Serving instructions:

Place a scoop or two of raspberry sorbet or sherbet in a cup. Cover it with a bit of the blended berries. Cover the whole thing with the champagne/juice mixture.

Enjoy


----------



## Bliss (Jun 26, 2007)

My favorite dip:

In a saucepan melt/heat up the following:

chili
cream cheese
sour cream
salsa
grated cheese

Delicious with tortilla chips or breadsticks


----------



## Tabitha (Jul 18, 2007)

This may sound crazy, but I had the most amazing BBQ Tofu last weekend at a Krishna restaurant in Dallas. I only put it in my mouth so I would not appear rude, ate it all & asked for more. I would LOVE that recipe!


----------



## CPSoaper (Jul 18, 2007)

Macaroni salad. There is nothing I hate worse than a macaroni salad made pretty much like a potato salad except with macaroni.

In  my macaroni salad I only put, macaroni noodles, black olives, pimentos and mayo. I use the juice from the pimentos in the salad. You can also top it with hard boiled eggs.   It is a very simple recipe but I have not found any macaroni salad lovers that don't like this one.


----------



## Midnight Rowan (Sep 9, 2011)

I LOVE grilled zucchini and portobellos (grilled separately). Simply slice the zucchini or mushroom caps lengthwise, about 1/4" thick, brush with olive oil and season as you'd like. I've done plain salt & pepper, seasoning salt, Emerill's Essence, garlic salt, fresh garlic slivers, fresh cilantro and lime juice, and combos of the seasonings as well... always delicious!


----------



## carebear (Sep 9, 2011)

best bbq sauce ever is Cornell BBQ Sauce.  It's more of a marinade and then you baste with it. To.Die.For!!!
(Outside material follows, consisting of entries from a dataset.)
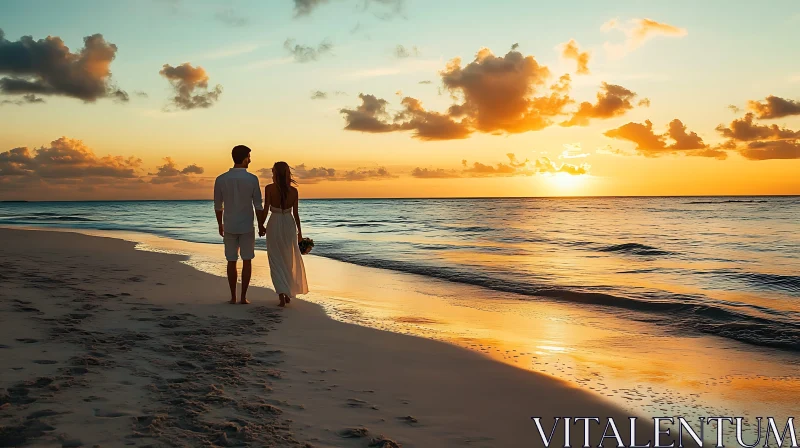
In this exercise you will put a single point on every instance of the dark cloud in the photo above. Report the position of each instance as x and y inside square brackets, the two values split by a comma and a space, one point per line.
[774, 107]
[499, 93]
[307, 175]
[65, 159]
[650, 144]
[427, 125]
[545, 165]
[48, 67]
[570, 50]
[431, 173]
[28, 98]
[403, 52]
[191, 86]
[612, 101]
[312, 175]
[781, 149]
[305, 53]
[367, 174]
[169, 173]
[762, 142]
[745, 130]
[230, 18]
[371, 116]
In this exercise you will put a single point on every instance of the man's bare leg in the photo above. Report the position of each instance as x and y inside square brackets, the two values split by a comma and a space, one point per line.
[247, 268]
[232, 277]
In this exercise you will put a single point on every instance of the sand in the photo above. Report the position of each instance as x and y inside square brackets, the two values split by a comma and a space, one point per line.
[103, 345]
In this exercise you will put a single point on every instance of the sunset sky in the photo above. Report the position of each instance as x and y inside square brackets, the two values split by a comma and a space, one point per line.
[393, 98]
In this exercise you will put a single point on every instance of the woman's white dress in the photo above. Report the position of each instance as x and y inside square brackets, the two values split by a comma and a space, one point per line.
[285, 260]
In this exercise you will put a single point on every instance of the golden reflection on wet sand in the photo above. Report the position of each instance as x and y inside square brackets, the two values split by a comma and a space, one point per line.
[643, 368]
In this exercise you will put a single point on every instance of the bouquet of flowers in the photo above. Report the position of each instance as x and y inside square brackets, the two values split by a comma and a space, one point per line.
[306, 244]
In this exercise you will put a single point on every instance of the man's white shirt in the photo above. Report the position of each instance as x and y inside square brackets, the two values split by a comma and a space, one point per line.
[237, 193]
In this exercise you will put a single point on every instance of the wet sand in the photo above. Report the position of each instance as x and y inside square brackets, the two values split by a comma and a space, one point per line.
[104, 345]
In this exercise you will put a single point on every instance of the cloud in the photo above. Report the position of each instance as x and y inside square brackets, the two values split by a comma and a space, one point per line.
[305, 53]
[187, 81]
[431, 173]
[386, 9]
[169, 173]
[427, 125]
[545, 165]
[744, 129]
[774, 107]
[573, 151]
[782, 149]
[762, 142]
[570, 50]
[307, 175]
[229, 17]
[48, 67]
[313, 175]
[65, 159]
[650, 144]
[367, 174]
[371, 116]
[306, 7]
[28, 98]
[402, 52]
[612, 101]
[608, 150]
[497, 95]
[499, 92]
[637, 32]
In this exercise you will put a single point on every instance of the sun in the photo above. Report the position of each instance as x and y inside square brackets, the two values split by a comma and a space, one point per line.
[566, 183]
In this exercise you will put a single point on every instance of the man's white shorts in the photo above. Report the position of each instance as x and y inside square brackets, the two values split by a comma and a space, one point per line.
[240, 243]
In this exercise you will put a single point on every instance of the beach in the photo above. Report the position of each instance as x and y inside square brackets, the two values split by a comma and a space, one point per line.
[104, 345]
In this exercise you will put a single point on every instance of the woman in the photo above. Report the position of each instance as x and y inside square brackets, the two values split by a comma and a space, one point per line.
[283, 235]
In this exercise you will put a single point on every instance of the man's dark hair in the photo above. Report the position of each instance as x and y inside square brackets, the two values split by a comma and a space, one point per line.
[239, 153]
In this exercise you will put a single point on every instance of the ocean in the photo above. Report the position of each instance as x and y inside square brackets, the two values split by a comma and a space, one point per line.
[727, 266]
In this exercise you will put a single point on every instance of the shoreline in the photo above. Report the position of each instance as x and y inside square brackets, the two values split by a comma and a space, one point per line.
[308, 376]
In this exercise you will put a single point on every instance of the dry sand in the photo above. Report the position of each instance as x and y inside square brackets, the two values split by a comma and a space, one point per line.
[103, 345]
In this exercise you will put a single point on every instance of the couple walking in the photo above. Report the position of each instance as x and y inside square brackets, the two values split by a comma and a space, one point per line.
[237, 202]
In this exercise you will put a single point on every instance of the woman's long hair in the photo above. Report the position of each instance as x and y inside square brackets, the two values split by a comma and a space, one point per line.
[283, 179]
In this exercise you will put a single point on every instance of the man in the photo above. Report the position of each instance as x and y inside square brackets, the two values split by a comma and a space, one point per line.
[236, 195]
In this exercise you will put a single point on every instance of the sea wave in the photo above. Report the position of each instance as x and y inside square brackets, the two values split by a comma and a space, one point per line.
[634, 249]
[679, 312]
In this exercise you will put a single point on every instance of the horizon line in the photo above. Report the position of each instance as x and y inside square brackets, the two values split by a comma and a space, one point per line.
[430, 198]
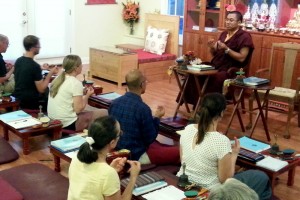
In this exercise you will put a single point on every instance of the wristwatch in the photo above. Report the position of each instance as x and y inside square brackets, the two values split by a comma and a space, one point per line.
[227, 51]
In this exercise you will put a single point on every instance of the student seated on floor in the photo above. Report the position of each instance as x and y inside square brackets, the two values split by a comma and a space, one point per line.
[67, 101]
[139, 127]
[209, 157]
[90, 177]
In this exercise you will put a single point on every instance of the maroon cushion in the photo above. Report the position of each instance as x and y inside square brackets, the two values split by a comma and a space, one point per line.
[37, 181]
[146, 57]
[7, 153]
[8, 192]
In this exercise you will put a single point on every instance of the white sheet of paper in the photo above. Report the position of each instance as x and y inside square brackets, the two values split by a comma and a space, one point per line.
[167, 193]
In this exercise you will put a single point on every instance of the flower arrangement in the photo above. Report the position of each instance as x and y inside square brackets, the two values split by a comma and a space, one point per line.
[188, 57]
[131, 13]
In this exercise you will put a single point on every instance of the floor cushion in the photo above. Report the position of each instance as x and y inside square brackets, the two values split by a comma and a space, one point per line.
[36, 182]
[8, 192]
[7, 153]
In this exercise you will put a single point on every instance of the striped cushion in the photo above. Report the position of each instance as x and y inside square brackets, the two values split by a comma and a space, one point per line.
[146, 57]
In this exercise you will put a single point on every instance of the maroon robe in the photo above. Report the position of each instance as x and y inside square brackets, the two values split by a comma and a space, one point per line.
[222, 62]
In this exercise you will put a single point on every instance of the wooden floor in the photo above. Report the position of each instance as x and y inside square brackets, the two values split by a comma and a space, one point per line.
[164, 93]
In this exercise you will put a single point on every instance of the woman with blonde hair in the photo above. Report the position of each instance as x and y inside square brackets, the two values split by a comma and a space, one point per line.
[67, 101]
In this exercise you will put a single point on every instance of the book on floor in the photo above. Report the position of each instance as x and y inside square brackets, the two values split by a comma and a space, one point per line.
[255, 81]
[167, 193]
[253, 145]
[146, 182]
[19, 119]
[271, 163]
[68, 144]
[14, 116]
[109, 96]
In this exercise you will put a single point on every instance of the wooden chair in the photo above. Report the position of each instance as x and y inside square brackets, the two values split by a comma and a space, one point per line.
[284, 95]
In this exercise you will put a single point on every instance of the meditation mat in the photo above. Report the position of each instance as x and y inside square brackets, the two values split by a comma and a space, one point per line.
[7, 153]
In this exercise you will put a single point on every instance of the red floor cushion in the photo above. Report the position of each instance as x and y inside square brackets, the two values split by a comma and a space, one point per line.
[36, 182]
[7, 153]
[8, 192]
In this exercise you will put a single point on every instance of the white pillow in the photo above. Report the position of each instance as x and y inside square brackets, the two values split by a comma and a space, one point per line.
[156, 40]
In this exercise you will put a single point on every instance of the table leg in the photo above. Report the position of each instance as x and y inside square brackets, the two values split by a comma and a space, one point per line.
[261, 114]
[25, 145]
[56, 163]
[235, 109]
[200, 93]
[57, 133]
[182, 88]
[291, 176]
[5, 132]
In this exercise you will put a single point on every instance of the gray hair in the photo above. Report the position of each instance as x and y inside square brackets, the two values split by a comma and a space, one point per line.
[232, 189]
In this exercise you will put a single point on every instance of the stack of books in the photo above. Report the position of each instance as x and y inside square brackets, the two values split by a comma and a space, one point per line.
[254, 81]
[253, 145]
[68, 144]
[200, 67]
[146, 182]
[250, 149]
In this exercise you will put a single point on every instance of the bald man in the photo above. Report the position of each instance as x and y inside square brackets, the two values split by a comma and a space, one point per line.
[139, 127]
[7, 82]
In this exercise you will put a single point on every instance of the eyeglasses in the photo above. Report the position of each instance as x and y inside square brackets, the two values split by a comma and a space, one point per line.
[120, 133]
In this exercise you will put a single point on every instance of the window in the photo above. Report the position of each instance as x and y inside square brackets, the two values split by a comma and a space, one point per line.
[176, 7]
[49, 20]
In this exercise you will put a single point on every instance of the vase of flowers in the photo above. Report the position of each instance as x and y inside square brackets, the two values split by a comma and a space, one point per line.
[131, 14]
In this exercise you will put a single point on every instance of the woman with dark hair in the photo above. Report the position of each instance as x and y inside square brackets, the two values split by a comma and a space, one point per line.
[90, 176]
[208, 155]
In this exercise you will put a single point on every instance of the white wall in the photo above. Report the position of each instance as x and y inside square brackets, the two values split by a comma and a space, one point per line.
[102, 25]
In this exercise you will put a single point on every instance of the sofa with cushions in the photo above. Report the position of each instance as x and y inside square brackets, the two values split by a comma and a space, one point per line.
[161, 46]
[32, 182]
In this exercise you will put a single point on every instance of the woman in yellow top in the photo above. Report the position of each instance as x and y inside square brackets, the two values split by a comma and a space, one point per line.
[90, 177]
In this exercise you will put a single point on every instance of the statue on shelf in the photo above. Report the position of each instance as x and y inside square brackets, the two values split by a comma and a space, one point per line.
[272, 15]
[295, 22]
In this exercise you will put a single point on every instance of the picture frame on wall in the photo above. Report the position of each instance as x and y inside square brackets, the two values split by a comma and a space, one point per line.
[95, 2]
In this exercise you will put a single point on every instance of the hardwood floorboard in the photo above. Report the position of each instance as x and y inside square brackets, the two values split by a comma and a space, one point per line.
[164, 93]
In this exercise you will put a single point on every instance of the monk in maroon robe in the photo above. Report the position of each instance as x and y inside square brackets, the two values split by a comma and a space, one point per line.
[233, 49]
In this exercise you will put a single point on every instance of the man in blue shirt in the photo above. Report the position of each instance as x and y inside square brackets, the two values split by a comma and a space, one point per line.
[139, 127]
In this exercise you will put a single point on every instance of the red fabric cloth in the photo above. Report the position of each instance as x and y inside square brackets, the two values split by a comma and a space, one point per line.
[222, 62]
[146, 57]
[8, 192]
[162, 154]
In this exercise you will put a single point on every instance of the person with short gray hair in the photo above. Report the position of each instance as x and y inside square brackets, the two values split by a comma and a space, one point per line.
[232, 189]
[7, 82]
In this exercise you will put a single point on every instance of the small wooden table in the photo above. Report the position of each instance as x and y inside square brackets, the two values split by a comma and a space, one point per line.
[112, 63]
[14, 104]
[25, 133]
[170, 178]
[182, 86]
[290, 168]
[237, 102]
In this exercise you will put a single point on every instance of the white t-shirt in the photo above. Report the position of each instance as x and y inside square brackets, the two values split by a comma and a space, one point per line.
[92, 181]
[61, 106]
[202, 161]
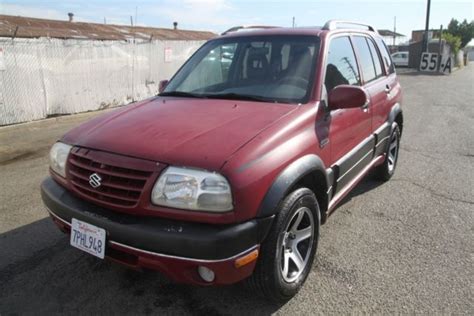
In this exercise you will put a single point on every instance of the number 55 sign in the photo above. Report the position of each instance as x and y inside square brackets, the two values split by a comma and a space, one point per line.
[429, 62]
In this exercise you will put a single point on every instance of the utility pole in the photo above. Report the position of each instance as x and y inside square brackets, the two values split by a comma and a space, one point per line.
[394, 29]
[427, 27]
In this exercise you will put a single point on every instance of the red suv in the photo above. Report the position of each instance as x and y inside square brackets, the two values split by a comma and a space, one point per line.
[229, 172]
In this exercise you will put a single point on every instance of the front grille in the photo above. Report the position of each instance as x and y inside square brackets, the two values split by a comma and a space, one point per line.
[119, 186]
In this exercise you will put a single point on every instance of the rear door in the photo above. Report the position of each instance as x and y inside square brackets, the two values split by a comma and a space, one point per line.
[392, 91]
[375, 84]
[349, 128]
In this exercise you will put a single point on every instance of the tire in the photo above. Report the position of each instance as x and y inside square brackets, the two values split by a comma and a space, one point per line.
[386, 170]
[285, 241]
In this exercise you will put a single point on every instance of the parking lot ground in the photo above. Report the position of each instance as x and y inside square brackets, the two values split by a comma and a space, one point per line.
[403, 246]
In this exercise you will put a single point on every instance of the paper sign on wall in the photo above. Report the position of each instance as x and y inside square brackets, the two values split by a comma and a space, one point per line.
[168, 53]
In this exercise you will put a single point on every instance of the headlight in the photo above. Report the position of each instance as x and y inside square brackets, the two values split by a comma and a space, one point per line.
[58, 157]
[192, 189]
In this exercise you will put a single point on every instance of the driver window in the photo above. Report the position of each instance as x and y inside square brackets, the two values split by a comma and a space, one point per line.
[341, 65]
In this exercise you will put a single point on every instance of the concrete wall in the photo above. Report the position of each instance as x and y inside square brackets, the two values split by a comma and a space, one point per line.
[44, 77]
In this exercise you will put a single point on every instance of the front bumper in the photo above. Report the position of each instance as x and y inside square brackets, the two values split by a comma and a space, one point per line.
[172, 247]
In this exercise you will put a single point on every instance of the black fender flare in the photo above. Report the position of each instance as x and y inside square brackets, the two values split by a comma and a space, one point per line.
[287, 178]
[394, 111]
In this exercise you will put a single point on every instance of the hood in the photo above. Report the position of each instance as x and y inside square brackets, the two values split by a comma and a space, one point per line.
[190, 132]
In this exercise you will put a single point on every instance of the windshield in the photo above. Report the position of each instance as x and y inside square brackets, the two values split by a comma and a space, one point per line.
[260, 68]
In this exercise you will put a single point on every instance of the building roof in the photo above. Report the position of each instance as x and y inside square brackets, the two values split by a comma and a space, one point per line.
[26, 27]
[390, 33]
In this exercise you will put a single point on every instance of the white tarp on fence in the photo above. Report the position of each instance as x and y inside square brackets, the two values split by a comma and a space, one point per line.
[43, 77]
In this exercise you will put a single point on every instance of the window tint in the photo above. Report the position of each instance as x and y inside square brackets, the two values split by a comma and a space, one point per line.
[385, 56]
[365, 58]
[341, 65]
[375, 58]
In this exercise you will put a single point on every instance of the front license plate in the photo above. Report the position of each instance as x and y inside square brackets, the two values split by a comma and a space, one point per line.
[88, 238]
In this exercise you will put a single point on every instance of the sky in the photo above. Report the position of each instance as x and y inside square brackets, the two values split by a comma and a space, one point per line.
[219, 15]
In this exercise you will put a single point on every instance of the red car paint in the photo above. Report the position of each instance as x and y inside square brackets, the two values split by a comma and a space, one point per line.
[250, 143]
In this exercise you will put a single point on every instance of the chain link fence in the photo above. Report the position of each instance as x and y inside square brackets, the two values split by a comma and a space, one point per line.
[45, 77]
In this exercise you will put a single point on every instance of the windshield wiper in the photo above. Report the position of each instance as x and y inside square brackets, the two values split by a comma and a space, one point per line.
[182, 94]
[237, 96]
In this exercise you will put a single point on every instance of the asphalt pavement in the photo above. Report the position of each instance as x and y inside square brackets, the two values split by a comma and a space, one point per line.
[403, 246]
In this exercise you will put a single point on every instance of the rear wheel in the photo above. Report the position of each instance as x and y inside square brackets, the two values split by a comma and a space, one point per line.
[288, 252]
[386, 170]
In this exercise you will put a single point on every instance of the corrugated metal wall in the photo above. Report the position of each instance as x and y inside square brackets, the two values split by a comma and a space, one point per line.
[42, 77]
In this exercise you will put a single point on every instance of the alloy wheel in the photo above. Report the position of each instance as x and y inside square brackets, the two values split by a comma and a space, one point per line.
[296, 244]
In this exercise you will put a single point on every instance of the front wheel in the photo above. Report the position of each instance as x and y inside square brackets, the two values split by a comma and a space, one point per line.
[288, 252]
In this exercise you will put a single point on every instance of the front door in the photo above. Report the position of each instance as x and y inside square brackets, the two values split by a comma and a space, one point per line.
[349, 128]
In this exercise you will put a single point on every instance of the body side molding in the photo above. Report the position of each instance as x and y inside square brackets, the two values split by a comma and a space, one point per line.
[287, 178]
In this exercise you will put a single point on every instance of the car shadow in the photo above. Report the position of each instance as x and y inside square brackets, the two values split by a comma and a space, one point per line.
[40, 272]
[367, 184]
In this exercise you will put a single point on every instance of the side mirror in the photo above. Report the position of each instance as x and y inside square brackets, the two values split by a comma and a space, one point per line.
[346, 97]
[162, 85]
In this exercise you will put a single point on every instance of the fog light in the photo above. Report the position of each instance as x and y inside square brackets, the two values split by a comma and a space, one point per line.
[206, 274]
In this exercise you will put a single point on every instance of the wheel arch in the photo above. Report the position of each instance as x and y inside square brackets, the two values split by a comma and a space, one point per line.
[396, 115]
[307, 171]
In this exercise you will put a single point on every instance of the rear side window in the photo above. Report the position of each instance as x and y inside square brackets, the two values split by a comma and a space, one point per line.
[390, 68]
[365, 58]
[341, 65]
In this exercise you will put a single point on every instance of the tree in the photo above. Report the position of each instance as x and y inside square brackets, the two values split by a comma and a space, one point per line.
[464, 30]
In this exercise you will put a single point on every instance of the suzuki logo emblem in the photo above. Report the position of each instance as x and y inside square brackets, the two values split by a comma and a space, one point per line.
[94, 180]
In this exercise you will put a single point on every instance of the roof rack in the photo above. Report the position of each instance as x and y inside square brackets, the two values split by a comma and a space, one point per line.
[333, 24]
[255, 27]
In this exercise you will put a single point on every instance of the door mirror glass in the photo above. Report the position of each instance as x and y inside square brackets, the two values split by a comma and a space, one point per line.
[346, 97]
[162, 85]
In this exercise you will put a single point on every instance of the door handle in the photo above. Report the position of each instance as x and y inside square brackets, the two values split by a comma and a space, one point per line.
[365, 106]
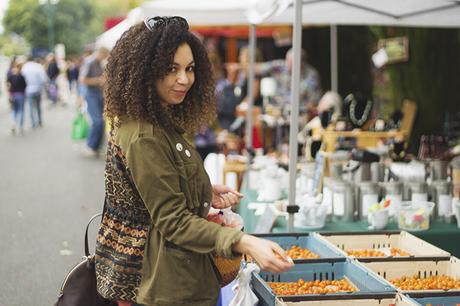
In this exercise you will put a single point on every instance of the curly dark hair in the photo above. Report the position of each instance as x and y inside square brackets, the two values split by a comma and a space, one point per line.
[140, 58]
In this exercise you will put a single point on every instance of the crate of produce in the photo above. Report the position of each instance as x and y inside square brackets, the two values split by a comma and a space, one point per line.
[398, 300]
[383, 246]
[320, 281]
[436, 299]
[420, 276]
[304, 247]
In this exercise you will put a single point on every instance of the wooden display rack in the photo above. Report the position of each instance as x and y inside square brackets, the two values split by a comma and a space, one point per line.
[399, 300]
[404, 241]
[398, 269]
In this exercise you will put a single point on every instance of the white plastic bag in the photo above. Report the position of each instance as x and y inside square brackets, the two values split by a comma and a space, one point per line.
[243, 292]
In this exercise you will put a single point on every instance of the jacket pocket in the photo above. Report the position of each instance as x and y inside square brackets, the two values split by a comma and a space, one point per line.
[188, 182]
[184, 277]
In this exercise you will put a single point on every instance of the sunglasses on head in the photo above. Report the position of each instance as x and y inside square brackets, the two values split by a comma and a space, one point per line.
[154, 22]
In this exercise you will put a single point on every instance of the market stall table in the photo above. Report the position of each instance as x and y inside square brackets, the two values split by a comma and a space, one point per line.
[443, 235]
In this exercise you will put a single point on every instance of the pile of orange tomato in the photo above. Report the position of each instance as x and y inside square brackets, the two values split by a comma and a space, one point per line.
[302, 287]
[439, 282]
[296, 252]
[376, 253]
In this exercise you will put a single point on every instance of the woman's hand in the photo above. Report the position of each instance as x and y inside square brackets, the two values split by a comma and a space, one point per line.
[223, 197]
[268, 255]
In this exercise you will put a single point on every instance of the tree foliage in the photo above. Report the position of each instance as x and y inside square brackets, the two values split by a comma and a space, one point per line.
[430, 77]
[70, 18]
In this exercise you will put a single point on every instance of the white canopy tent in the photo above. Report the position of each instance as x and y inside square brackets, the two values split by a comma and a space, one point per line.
[412, 13]
[197, 13]
[418, 13]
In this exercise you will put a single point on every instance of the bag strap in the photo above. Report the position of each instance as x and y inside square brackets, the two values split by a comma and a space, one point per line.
[87, 254]
[86, 233]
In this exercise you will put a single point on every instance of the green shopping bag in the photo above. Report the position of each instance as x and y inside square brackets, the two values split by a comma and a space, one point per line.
[80, 127]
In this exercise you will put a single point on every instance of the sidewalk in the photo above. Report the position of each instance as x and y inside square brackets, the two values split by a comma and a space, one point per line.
[48, 191]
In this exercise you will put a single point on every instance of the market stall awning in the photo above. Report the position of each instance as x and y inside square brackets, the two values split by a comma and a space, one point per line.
[417, 13]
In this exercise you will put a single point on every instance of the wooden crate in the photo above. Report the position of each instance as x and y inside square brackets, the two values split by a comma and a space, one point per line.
[399, 300]
[423, 269]
[405, 241]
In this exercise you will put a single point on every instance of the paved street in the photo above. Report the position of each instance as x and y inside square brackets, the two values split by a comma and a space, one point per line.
[48, 191]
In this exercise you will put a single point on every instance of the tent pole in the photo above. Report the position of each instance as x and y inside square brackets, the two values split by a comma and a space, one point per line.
[251, 76]
[294, 120]
[334, 64]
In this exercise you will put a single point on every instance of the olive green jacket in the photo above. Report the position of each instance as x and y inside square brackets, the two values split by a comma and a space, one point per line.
[169, 175]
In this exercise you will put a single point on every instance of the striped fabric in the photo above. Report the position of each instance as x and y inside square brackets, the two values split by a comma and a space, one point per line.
[123, 232]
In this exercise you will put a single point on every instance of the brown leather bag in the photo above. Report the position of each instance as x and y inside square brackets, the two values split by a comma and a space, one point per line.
[79, 286]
http://www.cornell.edu/search/index.cfm ... &tab=facts

 Enter a term to search our compendium of facts about Cornell. Browse facts:ABCDEFGHIJKLMNOPQRSTUVWXYZ
Cornell Chicken Barbecue Sauce/Finger Lakes Marinade Recipe

Developed by the late Robert C. Baker, Professor of Poultry Science and Food Science. 

Recipe for Barbeque Sauce (enough for 10 halves): 

1 cup cooking oil 
1 pint cider vinegar 
3 tablespoons salt 
1 tablespoon poultry seasoning 
1/2 teaspoon pepper 
1 egg 

Beat the egg, then add the oil and beat again. Add other ingredients and stir. The recipe can be varied to suit individual tastes. Reducing the salt is just fine - plus the more you baste the saltier it is.  I love it salty so I don't change a thing and baste a LOT.

Dr. Robert C. Baker, creator of chicken nuggets and Cornell Chicken Barbecue Sauce, passed away at age 84 on March 13, 2006


----------



## Tabitha (Sep 9, 2011)

Midnight Rowan said:
			
		

> I LOVE grilled zucchini and portobellos (grilled separately). Simply slice the zucchini or mushroom caps lengthwise, about 1/4" thick, brush with olive oil and season as you'd like. I've done plain salt & pepper, seasoning salt, Emerill's Essence, garlic salt, fresh garlic slivers, fresh cilantro and lime juice, and combos of the seasonings as well... always delicious!



I agree about the muchrooms. I soak mine in pick-a-peppa sauce first. It's a classic Jamaican Sauce.


----------